How I Ended Up on My Career Path as a Bankruptcy Lawyer

From a post I originally wrote on February 27, 2012:

A question that I have gotten some variation of over the years is, “Why did you become a lawyer?”

The path I have taken to this career was not clear, but continuing in it has been easy for me.

I originally went to law school because I was not really sure what I wanted to do, yet thought I could develop some useful skills. I liked to read and write, and there would be plenty of books there. I also liked the idea of developing my speaking and advocacy skills. While in school, I thought I might do something in securities litigation after a summer internship with the Commodity Futures Trading Commission and a year clerking for a commercial and securities attorney.

When I graduated from law school in 2000 during a recession, however, jobs were not exactly plentiful. By Labor Day of that year, I had exactly one offer, from a solo practitioner practicing bankruptcy law in downtown Chicago. I convinced myself that was what I had always wanted to do and took the job.

My first boss was well-regarded and well-liked in the community, and easy to work for. I wasn’t paid very much, but I was soon working long hours simply because I loved the work. Being at a small firm, I was immediately given a lot of responsibility. I met with clients and went to court four mornings a week. In my years of practice in Chicago, I occasionally covered quick hearings, but more frequently I was sitting through extended motion sessions which lasted several hours. It was fascinating, and one of the richest learning experiences I have had, to watch other attorneys and judges in action.

The real connection I had with the work was in the sense that I was helping others get back on track. My perspective on the financial struggles of those I met with were enhanced by my own family’s experience growing up. As the oldest daughter of Korean immigrants who had always struggled financially, basic compassion and empathy came naturally to me in counseling people with similar stories.

I still have the cards and letters I received from some of these clients saved in a shoebox on the bookcase near my bed.

Here is the unedited text from a few of them:

[10/02]: Jeana, Just a quick note to say thank you. I hated the fact that I had to make the decision to file for bankruptcy, but, with your help, the process has been (fairly) painless. Again, thanks.

[Undated envelope]: Attorney Kim, Thank you for your help & God bless you. I got my peace of mind and all my worries are gone. Thank you much.

[10/03]: Ms. Kim, Thank you very much! Just for being there is very much appreciated. Thanks a lot.

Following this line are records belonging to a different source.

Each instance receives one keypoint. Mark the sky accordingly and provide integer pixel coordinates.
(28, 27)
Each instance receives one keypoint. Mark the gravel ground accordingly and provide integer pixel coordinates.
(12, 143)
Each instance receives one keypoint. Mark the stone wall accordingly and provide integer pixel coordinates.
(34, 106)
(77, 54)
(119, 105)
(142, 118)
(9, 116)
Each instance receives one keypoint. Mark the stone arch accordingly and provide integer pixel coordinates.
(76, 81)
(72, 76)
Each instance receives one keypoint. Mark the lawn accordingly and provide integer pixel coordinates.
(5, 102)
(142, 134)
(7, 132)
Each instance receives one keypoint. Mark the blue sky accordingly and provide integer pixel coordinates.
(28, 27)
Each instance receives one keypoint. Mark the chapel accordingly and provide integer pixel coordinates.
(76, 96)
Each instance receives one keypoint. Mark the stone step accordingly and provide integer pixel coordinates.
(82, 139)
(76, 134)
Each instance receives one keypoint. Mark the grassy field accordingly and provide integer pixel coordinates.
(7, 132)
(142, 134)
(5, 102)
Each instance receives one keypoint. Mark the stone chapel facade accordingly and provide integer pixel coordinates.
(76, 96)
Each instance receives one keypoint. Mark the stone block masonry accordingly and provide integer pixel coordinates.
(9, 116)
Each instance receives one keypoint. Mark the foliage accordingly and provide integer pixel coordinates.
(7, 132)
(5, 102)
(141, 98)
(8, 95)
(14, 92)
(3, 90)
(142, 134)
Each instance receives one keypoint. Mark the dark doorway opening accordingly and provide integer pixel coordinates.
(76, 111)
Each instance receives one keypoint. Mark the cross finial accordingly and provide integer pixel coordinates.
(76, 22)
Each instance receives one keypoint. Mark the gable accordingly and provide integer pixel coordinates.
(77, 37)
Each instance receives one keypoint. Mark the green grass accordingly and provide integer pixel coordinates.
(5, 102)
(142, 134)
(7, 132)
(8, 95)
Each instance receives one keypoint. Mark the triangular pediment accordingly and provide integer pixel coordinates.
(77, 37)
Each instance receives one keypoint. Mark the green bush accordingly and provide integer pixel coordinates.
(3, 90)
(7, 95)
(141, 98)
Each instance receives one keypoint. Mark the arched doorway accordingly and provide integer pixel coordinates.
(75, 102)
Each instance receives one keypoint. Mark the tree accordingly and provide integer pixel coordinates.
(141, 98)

[11/04]: Jeanna, first I want to thank you for all the help you have given my family and myself with our financial problems. We never thought we would have to go through the things we have these past few years. You have helped us make it through and see that there is a light at the end of the tunnel. Problems that have been devastating to me, you have made seem not so terrible. It’s comforting to know that someone is willing to go to bat for you. This letter is to let you know that you are greatly appreciated.

[5/05]: My husband and I had a discussion and we will not file chapter 13! We will work it how somehow! You have been most kind. Thank you for listening to me and I wish you well.

When I was leaving for the East Coast, my boss complimented me by saying that I could find a solution in the most grueling or diciest of situations. I think that this has followed me to this day. The understanding gained from my early practice has formed the foundation for my work in the years since. In each bankruptcy case I work with to this day, I still see the stories behind them. In my current practice, I am considered the person to go to when faced with a “problem case” because I will know how to systematically unravel it to find a solution. This skill is rooted in being able to see the story.

I consider it my privilege to work in this area of the law, and look forward to continuing in it in the years to come.